You say peak trans as if it's a moment you're planning to reach when you can reject all parts of the trans side of the debate.
I think most people mean it in terms of having been absolutely fine with and wholly supportive of trans rights and thinking fgs live and let live/ this is the same as gay marriage/ get with the 21st century, and then reached the point of seeing the agenda and the multiple issues in the picture and moving from 'yay, equality' to 'hang on a minute, this isn't equality and I have issues with some of this'.
Every inch of this is thoroughly complex, multi sided issues, there are not clear answers, all I want is that nationally this is debated, fully, openly, with representative voices from women as much as from trans people, and the decisions reached are transparent, fair and properly balanced ones. I'm not ok with the GRA being the first rights act in history that actively removed rights from others instead of just granting equal rights to a disadvantaged group. I don't want anyone to 'lose'.
What I do keep thinking - keeping in mind that the hospital wards issue is just another small piece of a much large puzzle of attitudes towards women, women's rights, women's consent, women's bodily autonomy and the underlying misogyny that is still so built into society - is what is the status quo compared to the proposed change.
The status quo is that women can expect the NHS to provide single sex wards for the reasons the NHS themselves state, of privacy, dignity and safety. Mixed wards were an experiment not liked or wanted by patients (and yes one person may have been fine with it, but in issues of consent 'no' trumps 'yes') and all political parties were committed to erasing.
The middle ground status quo is in the form of the 2004 legislation that people with a GRC - Miranda Yardley terms this group as transsexual which is a useful way to differentiate, so a diagnosis of gender dysphoria and having gone through a process of verifying and documenting this commitment- being generally treated as the sex they have gone through the process of legally changing to, with exemptions allowed if the provider can demonstrate the necessity. So some flexibility here.
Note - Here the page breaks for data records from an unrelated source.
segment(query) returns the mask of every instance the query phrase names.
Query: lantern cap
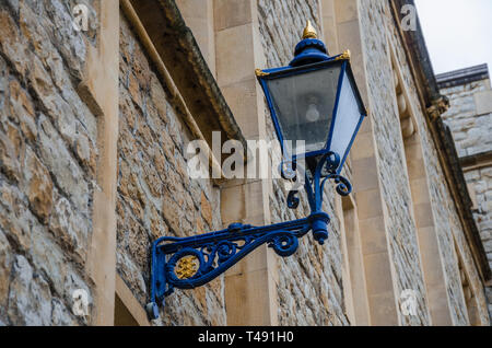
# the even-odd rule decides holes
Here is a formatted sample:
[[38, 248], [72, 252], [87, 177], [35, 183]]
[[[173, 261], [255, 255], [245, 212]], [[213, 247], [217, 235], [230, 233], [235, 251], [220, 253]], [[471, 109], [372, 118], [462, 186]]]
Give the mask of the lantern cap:
[[303, 38], [297, 46], [295, 46], [294, 59], [291, 61], [290, 66], [298, 67], [328, 60], [329, 58], [325, 44], [318, 39], [318, 33], [311, 21], [307, 20], [306, 27], [303, 31]]
[[303, 39], [304, 38], [318, 38], [318, 33], [314, 28], [313, 24], [311, 24], [309, 20], [307, 20], [306, 27], [303, 32]]

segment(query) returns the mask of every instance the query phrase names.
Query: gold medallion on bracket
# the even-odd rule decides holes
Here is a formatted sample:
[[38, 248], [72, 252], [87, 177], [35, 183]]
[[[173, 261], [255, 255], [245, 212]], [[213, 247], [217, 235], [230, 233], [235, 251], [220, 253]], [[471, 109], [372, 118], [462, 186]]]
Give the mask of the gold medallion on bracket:
[[197, 274], [198, 267], [199, 262], [196, 256], [185, 256], [177, 262], [175, 272], [179, 279], [188, 279]]
[[345, 51], [343, 51], [343, 54], [341, 54], [340, 56], [338, 56], [337, 58], [335, 58], [335, 60], [350, 60], [350, 50], [347, 49]]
The proposed change is that anyone can identify as a woman with no process to go through and no gender dysphoria involved - literally 'I feel like a woman' does it; no providers may have exemptions for biological womens' spaces and provisions no matter what the reason so no gate keeping of any kind permitted, and a drastic change for biological women in those hospital wards who have their right to single sex provision removed.
It's a drastic change, significantly disadvantaging one of the two groups involved, and the disadvantaged group forms the massive majority of people who will be affected. So my feelings are no, the proposed change is not acceptable in its current form. That means things remain the same rather than increasing disadvantage or removing provision for the other group.
The flexibility that the middle ground/GRA allowed is rapidly being erased by self identification, which has been the choice of the trans community itself. It will not allow a case by case basis, it simply demands that anyone with any appearance and without consideration of their intentions, must be granted full access to women's spaces irrespective of the effect on women's privacy and dignity. And irrespective of the fact - evidenced fact - that some of the people who will exercise that right actively mean harm to those women in that situation.
Many women are realising that their flexibility and willingness to support and listen has just been the thin end of a very big wedge, and has been interpreted as weakness, have had to switch from 'conditional support' to 'I cannot support this ideology'. I've reached that point and I'm sad about it, but the trans movement and trans community have to take ownership of the consequences of their choices and actions. It's not women's responsibility to compensate and fix it for them.